We debated for three or four evenings in a row and then, weary from arguments that seemed to be going nowhere except into a recycling bin, gave it a rest. We mostly avoided each other until he came to me after two days of quiet and said, “You know, all that black and white stuff we talked about, some of it you were right. You still got a lot to learn in life, but some of it you were right.”

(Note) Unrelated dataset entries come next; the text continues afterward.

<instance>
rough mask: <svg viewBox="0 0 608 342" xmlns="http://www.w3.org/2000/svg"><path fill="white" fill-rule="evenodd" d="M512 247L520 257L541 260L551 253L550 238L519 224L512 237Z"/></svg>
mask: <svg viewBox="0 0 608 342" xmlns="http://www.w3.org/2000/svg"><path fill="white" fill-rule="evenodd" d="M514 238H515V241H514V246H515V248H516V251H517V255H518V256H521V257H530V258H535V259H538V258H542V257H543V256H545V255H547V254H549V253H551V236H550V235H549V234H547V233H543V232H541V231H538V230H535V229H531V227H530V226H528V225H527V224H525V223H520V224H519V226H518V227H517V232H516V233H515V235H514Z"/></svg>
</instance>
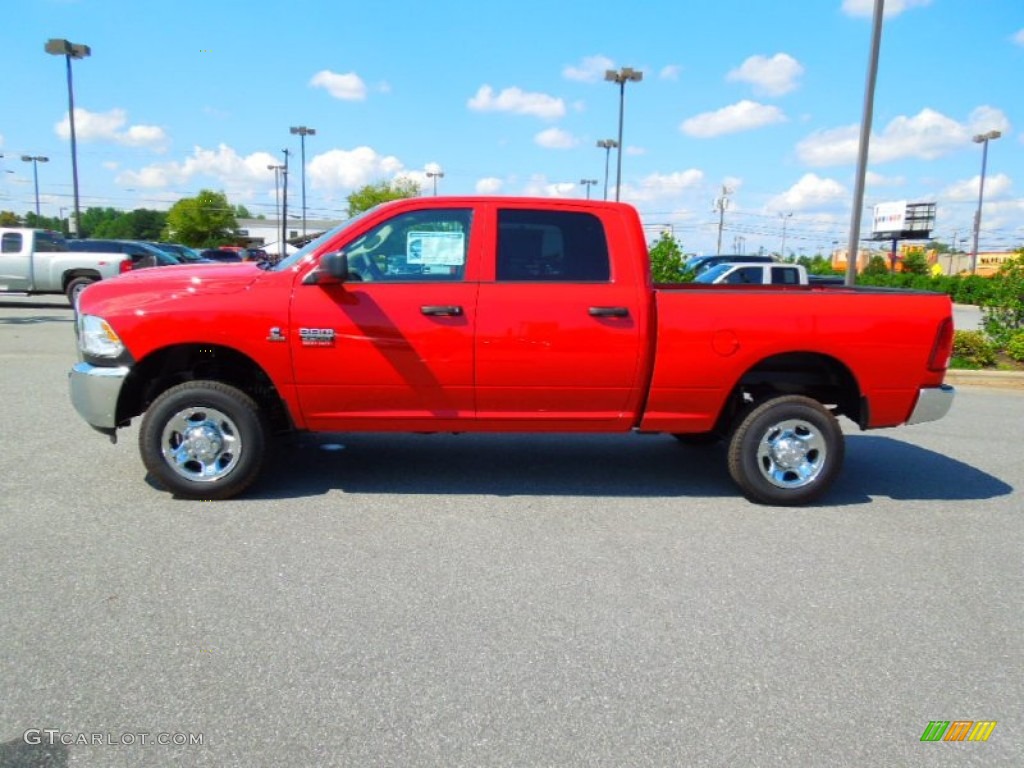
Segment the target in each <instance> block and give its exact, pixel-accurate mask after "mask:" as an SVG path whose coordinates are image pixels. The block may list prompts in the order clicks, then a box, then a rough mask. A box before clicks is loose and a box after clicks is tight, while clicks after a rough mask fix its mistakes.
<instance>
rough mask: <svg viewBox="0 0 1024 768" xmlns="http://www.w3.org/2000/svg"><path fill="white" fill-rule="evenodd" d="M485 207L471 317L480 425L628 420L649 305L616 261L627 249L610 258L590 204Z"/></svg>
mask: <svg viewBox="0 0 1024 768" xmlns="http://www.w3.org/2000/svg"><path fill="white" fill-rule="evenodd" d="M488 211H489V213H490V215H492V217H493V221H494V225H493V226H489V227H488V236H487V249H488V254H490V255H493V260H490V261H489V262H488V263H490V264H493V273H490V274H488V275H486V276H485V278H484V280H483V281H482V282H481V284H480V298H479V305H478V309H477V316H476V326H477V330H476V408H477V417H478V419H479V420H481V422H483V423H482V424H481V427H484V428H485V425H486V423H487V422H493V423H495V424H496V425H498V426H500V425H501V424H502V423H505V422H507V421H509V420H515V421H517V422H519V423H521V424H524V425H525V424H531V425H532V426H534V428H545V426H547V427H548V428H550V429H588V428H593V429H611V428H614V427H615V426H618V427H621V428H622V429H628V428H629V427H630V425H631V422H632V418H633V416H632V412H633V411H634V410H635V409H636V408H637V406H638V397H639V395H638V378H639V376H640V373H639V372H640V370H641V362H642V360H641V357H642V354H641V345H642V343H643V337H642V329H641V327H642V325H643V323H644V322H645V318H646V305H645V304H644V302H643V301H642V299H641V298H640V297H641V295H642V294H641V289H642V286H641V284H640V278H639V276H638V275H636V274H633V273H626V272H627V271H628V270H627V269H625V268H623V269H620V270H617V271H620V272H621V273H616V270H615V269H613V268H612V267H613V264H628V263H629V261H628V260H627V259H628V257H627V255H626V254H620V258H618V259H617V260H614V259H613V258H612V245H613V244H612V243H610V242H609V238H608V237H606V232H605V225H604V222H603V221H602V219H601V217H600V216H599V215H597V214H596V213H595V211H594V210H593V209H592V208H587V207H579V208H578V209H573V207H572V206H571V205H561V206H558V207H557V208H530V207H529V206H528V204H521V205H513V204H509V205H508V206H507V207H503V206H501V205H496V206H495V207H494V208H490V209H488ZM620 247H621V248H624V247H625V246H624V245H620ZM632 257H633V258H636V257H637V256H636V255H633V256H632ZM644 257H645V255H644Z"/></svg>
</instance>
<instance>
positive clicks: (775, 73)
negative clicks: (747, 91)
mask: <svg viewBox="0 0 1024 768" xmlns="http://www.w3.org/2000/svg"><path fill="white" fill-rule="evenodd" d="M803 74H804V68H803V66H802V65H801V63H800V61H798V60H797V59H796V58H794V57H793V56H791V55H790V54H788V53H776V54H775V55H774V56H772V57H771V58H768V57H767V56H761V55H758V56H751V57H750V58H748V59H746V60H745V61H743V62H742V63H741V65H740V66H739V67H738V68H736V69H735V70H733V71H732V72H730V73H729V74H728V75H726V80H729V81H738V82H741V83H750V84H751V85H753V86H754V92H755V93H758V94H764V95H769V96H780V95H782V94H783V93H788V92H790V91H792V90H794V89H795V88H796V87H797V85H798V83H797V81H798V80H799V79H800V76H801V75H803Z"/></svg>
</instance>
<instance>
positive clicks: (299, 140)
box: [291, 125, 316, 239]
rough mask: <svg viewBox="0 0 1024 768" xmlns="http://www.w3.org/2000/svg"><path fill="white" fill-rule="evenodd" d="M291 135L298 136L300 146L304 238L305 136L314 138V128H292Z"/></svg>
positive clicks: (293, 126) (305, 156)
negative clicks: (297, 134) (301, 154)
mask: <svg viewBox="0 0 1024 768" xmlns="http://www.w3.org/2000/svg"><path fill="white" fill-rule="evenodd" d="M291 131H292V134H296V133H297V134H299V141H300V142H301V144H302V237H303V239H304V238H305V237H306V136H315V135H316V129H315V128H306V127H305V126H304V125H300V126H292V128H291Z"/></svg>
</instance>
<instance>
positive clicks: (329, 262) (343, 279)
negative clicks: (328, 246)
mask: <svg viewBox="0 0 1024 768" xmlns="http://www.w3.org/2000/svg"><path fill="white" fill-rule="evenodd" d="M351 279H352V275H351V272H349V271H348V256H347V255H346V254H345V252H344V251H332V252H331V253H326V254H324V255H323V256H321V263H319V266H317V267H316V268H315V269H313V271H311V272H310V273H309V276H308V278H307V279H306V281H305V282H306V284H307V285H317V286H326V285H336V284H340V283H346V282H348V281H350V280H351Z"/></svg>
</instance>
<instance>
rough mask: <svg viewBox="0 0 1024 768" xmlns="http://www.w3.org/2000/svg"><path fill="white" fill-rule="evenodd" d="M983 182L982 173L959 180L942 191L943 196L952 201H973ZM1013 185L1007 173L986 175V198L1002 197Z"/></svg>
mask: <svg viewBox="0 0 1024 768" xmlns="http://www.w3.org/2000/svg"><path fill="white" fill-rule="evenodd" d="M980 183H981V174H978V175H977V176H975V177H974V178H970V179H967V180H966V181H957V182H956V183H954V184H950V185H949V186H947V187H946V188H945V189H943V191H942V197H944V198H947V199H948V200H952V201H971V200H977V199H978V185H979V184H980ZM1011 186H1013V182H1012V181H1011V179H1010V177H1009V176H1008V175H1007V174H1005V173H997V174H995V175H994V176H985V199H986V200H987V199H989V198H1001V197H1002V196H1004V195H1006V194H1007V193H1008V191H1010V187H1011Z"/></svg>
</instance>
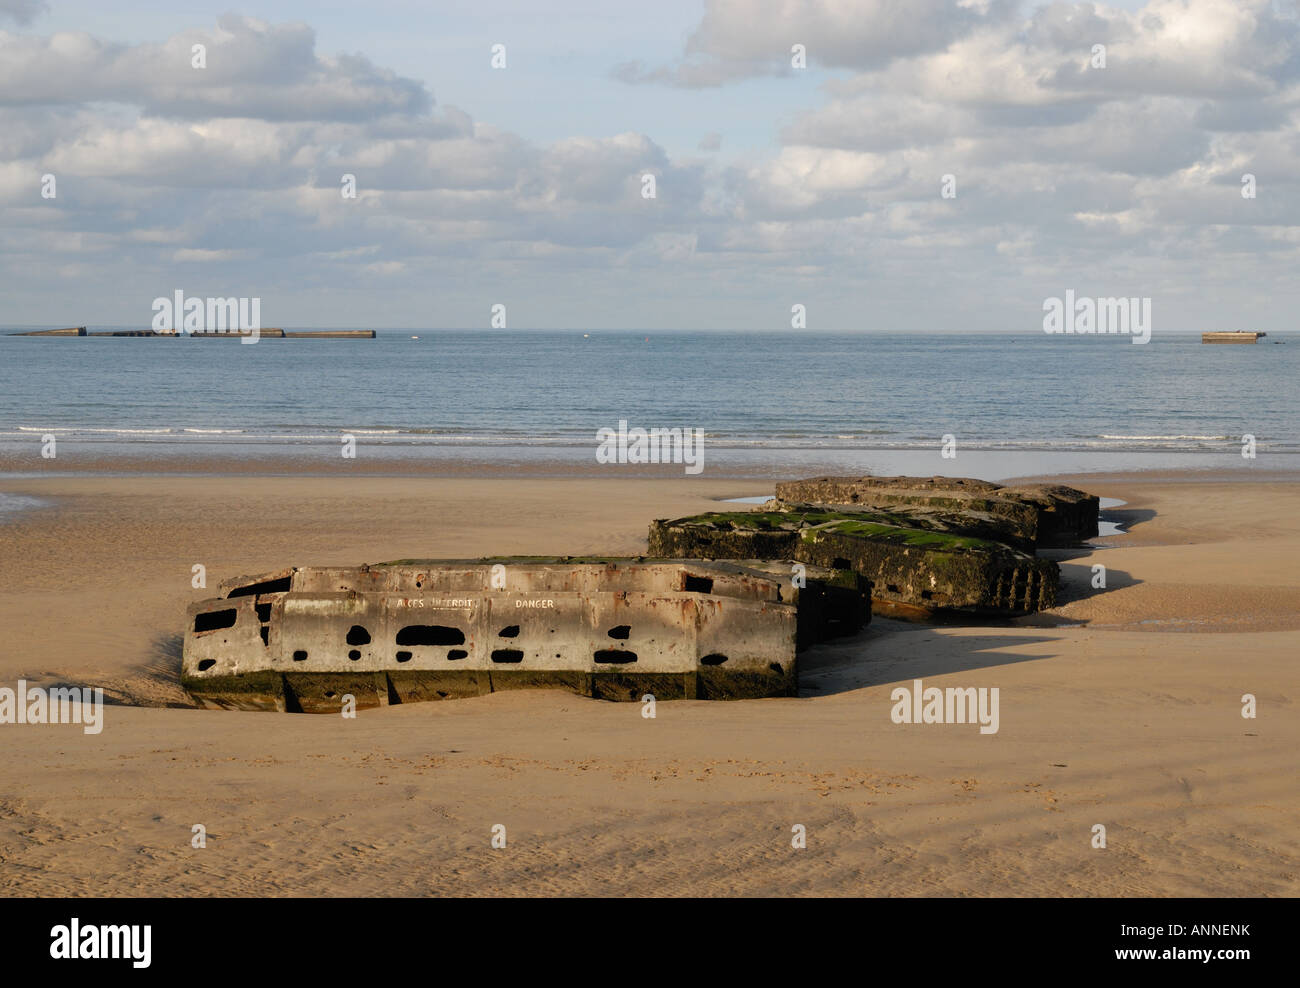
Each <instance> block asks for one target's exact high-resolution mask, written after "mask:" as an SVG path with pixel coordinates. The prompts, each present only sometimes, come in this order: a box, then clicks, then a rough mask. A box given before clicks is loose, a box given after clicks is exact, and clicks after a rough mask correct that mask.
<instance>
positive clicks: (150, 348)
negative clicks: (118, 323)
mask: <svg viewBox="0 0 1300 988" xmlns="http://www.w3.org/2000/svg"><path fill="white" fill-rule="evenodd" d="M412 337H417V338H412ZM1275 339H1279V341H1283V342H1284V338H1275V337H1268V338H1265V339H1264V341H1261V342H1260V343H1256V344H1253V346H1229V347H1223V346H1205V344H1203V343H1201V342H1200V338H1199V335H1196V334H1187V335H1183V334H1178V335H1175V334H1165V335H1158V334H1157V335H1154V337H1153V338H1152V341H1151V342H1149V343H1147V344H1140V346H1138V344H1134V343H1132V342H1131V341H1130V339H1128V338H1126V337H1118V335H1112V337H1105V335H1102V337H1084V335H1074V337H1061V335H1054V337H1053V335H1047V334H1028V333H1022V334H987V333H984V334H969V335H965V337H962V335H954V334H953V333H941V331H936V333H927V334H915V333H861V334H849V333H809V331H784V333H729V331H680V330H679V331H672V330H636V331H633V330H564V331H558V330H473V331H464V330H430V329H424V330H404V329H402V330H398V329H382V330H378V335H377V337H376V338H374V339H368V341H276V339H268V341H261V342H259V343H257V344H253V346H247V344H237V343H234V342H233V341H231V342H229V343H227V342H221V341H216V342H212V341H196V339H187V341H183V342H181V341H177V342H162V341H156V339H155V341H149V339H130V338H126V339H122V338H77V339H40V338H23V337H0V451H3V452H6V454H9V455H22V454H23V452H25V451H30V450H32V448H34V447H35V446H36V445H39V442H40V439H42V437H45V435H53V437H56V438H57V439H59V441H60V442H61V443H68V445H70V446H73V447H81V448H85V450H87V451H94V455H95V456H96V458H113V456H133V455H134V456H147V458H157V456H168V455H174V454H181V455H188V456H204V458H208V456H220V458H227V456H235V458H239V456H263V458H264V456H274V455H281V454H283V455H287V456H303V455H311V454H312V450H321V448H328V450H333V448H337V446H338V443H339V435H341V434H343V433H347V434H351V435H354V437H355V438H356V441H357V443H361V445H364V446H365V447H368V450H369V452H370V454H374V455H378V456H382V458H389V459H391V458H412V456H413V458H420V456H425V458H429V459H430V460H432V461H446V460H454V459H484V460H489V461H493V460H503V461H504V460H510V459H523V460H538V461H562V460H581V461H586V460H590V459H591V451H593V448H594V445H595V435H597V432H598V430H599V429H602V428H617V425H619V422H620V421H624V422H627V424H628V428H645V429H654V428H666V429H673V428H680V429H702V430H703V433H705V437H706V441H707V445H708V450H710V452H711V454H712V458H711V460H712V463H715V464H719V463H732V464H742V463H746V461H751V463H761V461H763V460H772V461H780V463H784V464H789V467H792V468H793V467H796V465H798V467H807V468H814V467H819V465H826V467H836V468H844V469H854V468H858V464H861V468H862V469H867V468H868V467H870V465H871V463H870V460H871V459H872V458H871V454H891V455H893V454H896V455H894V456H893V459H892V460H891V461H894V463H902V464H904V465H909V464H907V463H905V460H910V459H911V458H910V456H909V454H923V455H924V456H928V455H930V454H933V452H936V451H937V450H939V448H940V446H941V445H943V443H944V441H945V437H953V438H954V439H956V448H957V450H958V451H961V450H969V451H980V452H983V454H989V455H993V456H995V459H996V458H997V455H1002V456H1004V459H1005V458H1006V456H1013V458H1014V467H1013V465H1008V467H1006V469H1011V471H1013V472H1024V471H1026V469H1030V471H1032V469H1039V468H1040V467H1041V469H1049V468H1050V469H1067V471H1069V469H1075V471H1087V469H1135V468H1136V469H1140V468H1143V459H1144V458H1149V459H1152V464H1151V465H1153V467H1186V465H1206V464H1210V463H1212V461H1213V460H1214V459H1217V458H1231V456H1235V458H1236V459H1238V460H1239V459H1242V458H1240V450H1242V446H1243V442H1244V437H1253V439H1255V443H1256V452H1257V456H1286V458H1287V461H1290V458H1291V456H1294V455H1296V454H1300V408H1297V407H1296V404H1295V402H1292V400H1290V399H1288V394H1290V391H1288V389H1291V387H1292V386H1294V381H1295V380H1296V370H1297V369H1300V368H1297V361H1300V355H1297V354H1300V347H1297V346H1295V343H1292V344H1291V346H1275V344H1271V343H1274V341H1275ZM65 448H66V447H65ZM859 454H861V455H859ZM368 455H369V454H368ZM1062 455H1065V460H1062ZM1171 456H1173V459H1170V458H1171ZM900 458H901V459H900ZM875 460H876V461H879V460H880V458H879V456H875ZM1225 461H1227V460H1225ZM913 465H919V468H920V469H922V471H923V472H939V464H937V463H936V465H935V467H933V468H932V469H930V471H926V460H922V461H919V464H913Z"/></svg>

I nodded and looked away, embarrassed and proud like a son who has realized that for once his father has not let him win at basketball, that he has actually beaten his flawed hero. Which only goes to show that my father was right about one thing: even though I never again heard him utter a racial epithet, I still had a lot to learn about hate and love.

Hiding

He was slowly dying. Men seldom develop cancer of the prostate until at least age 50, but some studies have reported that welders have an earlier and higher incidence. He had been diagnosed with prostate cancer at age 40, and because it had already spread into his bones where it was inoperable, a surgeon had removed my father’s testicles to deprive the tumors of some of their hormonal fuel.

He continued to limp into the power plant to support his family. On the days when he was in too much pain to work despite the drugs, his fellow welders did his jobs and hid him in a storage room so the big bosses wouldn’t know to fire him. He eventually found it impossible to climb the stairs to the second-floor time clock and took an early retirement, which lasted several months.

He still was unable to wear a white shirt.


Mark Phillips lives near Cuba, New York. His memoir, My Father’s Cabin, was published by Lyons Press in 2001.